Upsert Other non-sklearn Model Objects

#1

Can you upsert other non-sklearn Model Objects such as statsmodel, glmnet-python, h2o in the Data Science Notebook? If not, is there interest in developing that functionality?

In some situations where there is a lot of variance with the data (just by nature), a lower variance generalized linear model could outperform these highly flexible models in production. Sci-kit learn doesn’t have the full glmnet implemented in the package yet, although there is an open issue discussion to get it in there.

0 Likes

#2

@AlexXuConEd We recently needed to use the statsmodels module (specifically statsmodels.tsa), and were able to add that by defining the right runtime in package.json as follows:

{
  "name": "statsmodels",
  "description": "Statistical Model ARIMA",
  "author": "Adrien Bos",
  "dependencies": ["standardDependencies"],
  "runtimes": {
    "py-statsmodels": {
      "language": "Python",
      "runtime": "CPython",
      "modules": {
        "conda.numpy": "=1.12",
        "conda.statsmodels": "=0.9.0",
        "conda.dill": "=0.2.8",
        "conda.pandas": "=0.20.3"
      },
      "repositories": [
        "conda-forge"
      ]
    }
  }
}

and the necessary types and methods. For instance you can define the pipe type as follows, with the corresponding methods and new fields (if applicable):

entity type StatsModelsTsaPipe extends MLLeafPipe<Dataset, Dataset> mixes PythonMLHelper type key 'SMT' {

   @py(env='statsmodels')
  train: ~

   @py(env='statsmodels')
  process: ~

   /**
   * Overrides the field in {@link MLLeafPipe}, giving a more specific type.
   */
  technique: !StatsModelsTsaTechnique
}

Then you need to define the implementation of train, process, and other helper functions if needed, in a StatsModelsTsaPipe.py file.

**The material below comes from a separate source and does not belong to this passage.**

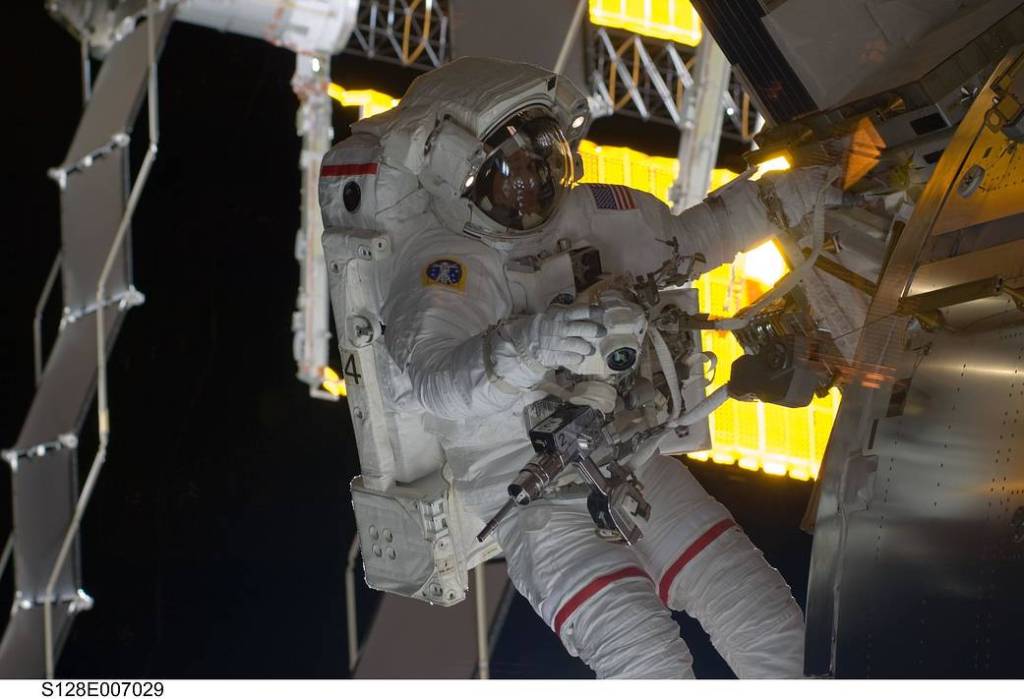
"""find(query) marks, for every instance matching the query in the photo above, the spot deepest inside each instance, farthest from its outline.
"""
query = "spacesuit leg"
(702, 563)
(595, 595)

I am linking @adrienbos who worked on this for further questions you might have. Hope this helps.

2 Likes

#3

Thank you for your informative response.

Can we generalize the method described above to other non-sklearn packages to fit into the pipe type? We would just have to define the implementation of train and process

0 Likes

#4

That is correct. The “MLPipe” is a generic solution to the using any libraries as a step in a ML Pipeline.

3 Likes